O fim da história é conhecido. O problema, como há anos apontam Fabio Giambiagi e Paulo Tafner, decorria das regras da Previdência, que permitem aposentadorias precoces, e das muitas vinculações de despesa impostas pela legislação.
A equipe econômica propôs medidas para limitar o crescimento do gasto público, mas a sugestão foi declarada rudimentar pela ministra da Casa Civil, Dilma Rousseff.
Houve mais. O governo defendeu a indexação do salário mínimo ao crescimento do PIB, apesar dos alertas de que isso levaria à quebra dos governos estaduais e municipais. Há folga, diziam lideranças petistas.
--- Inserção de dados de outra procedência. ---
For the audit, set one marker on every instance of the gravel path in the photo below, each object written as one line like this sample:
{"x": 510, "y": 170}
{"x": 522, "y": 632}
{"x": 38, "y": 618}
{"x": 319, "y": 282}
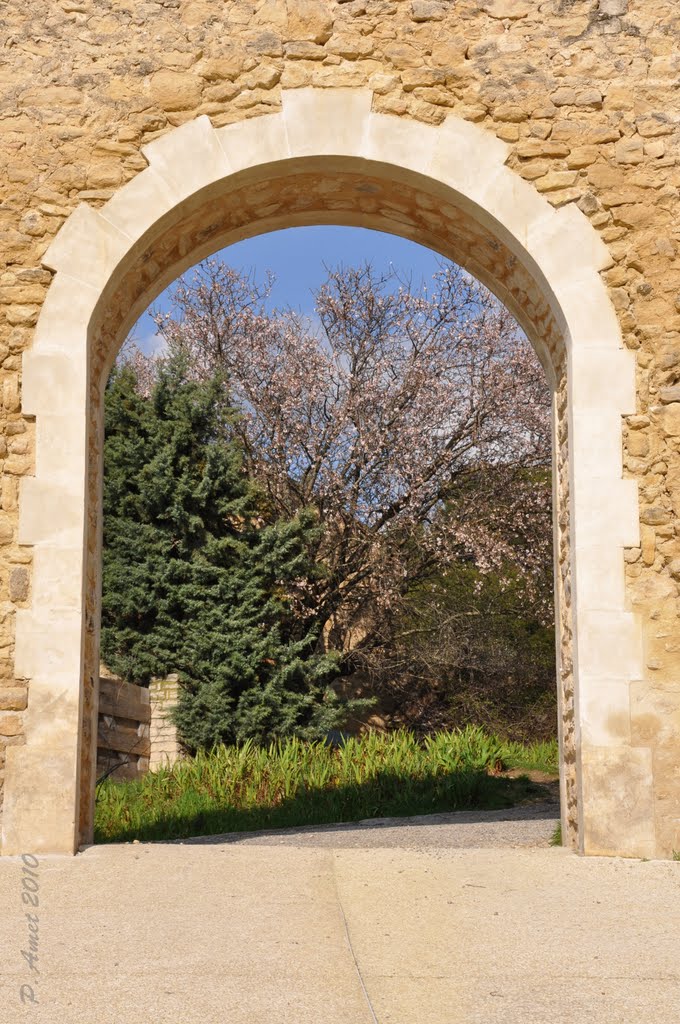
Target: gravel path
{"x": 516, "y": 826}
Anos depois, o governo federal concedeu aval para novas dívidas dos estados. Foram de pouca valia os avisos de que o resultado seria uma imensa crise fiscal.
Como se não bastasse, foram concedidos incentivos para o setor privado e reajustes reais para os servidores. O impacto fiscal foi disfarçado em muitos estados pela contabilidade criativa adotada com a conivência dos Tribunais de Contas.
Pois bem, não havia folga. A irresponsabilidade resultou em salários atrasados e degradação dos serviços públicos.
Na contramão dos vendedores de ilusão, Paulo Hartung foi eleito em 2014 destacando a necessidade de ajuste fiscal para garantir a solvência do estado e preservar a política pública. Os salários estão em dia e o Espírito Santo surpreende pela liderança nos indicadores de educação.
Apesar dos seguidos avisos de que caminhávamos para o colapso, muitos da elite do país, intelectuais e lideranças do setor privado não defenderam a necessidade de ajustes. Agora, se dizem surpresos com o tamanho do problema. Não deveriam. Por superficialidade, ou por demagogia, são cúmplices do desastre.
Temos chance de enfrentar os problemas. Parece, porém, que alguns governadores nada aprenderam e pedem contrapartidas para apoiar a reforma da Previdência, em meio a retrocessos, como subsídios e medidas de proteção setorial.
Após a última entrevista do presidente fica a dúvida: vamos de novo ignorar os alertas?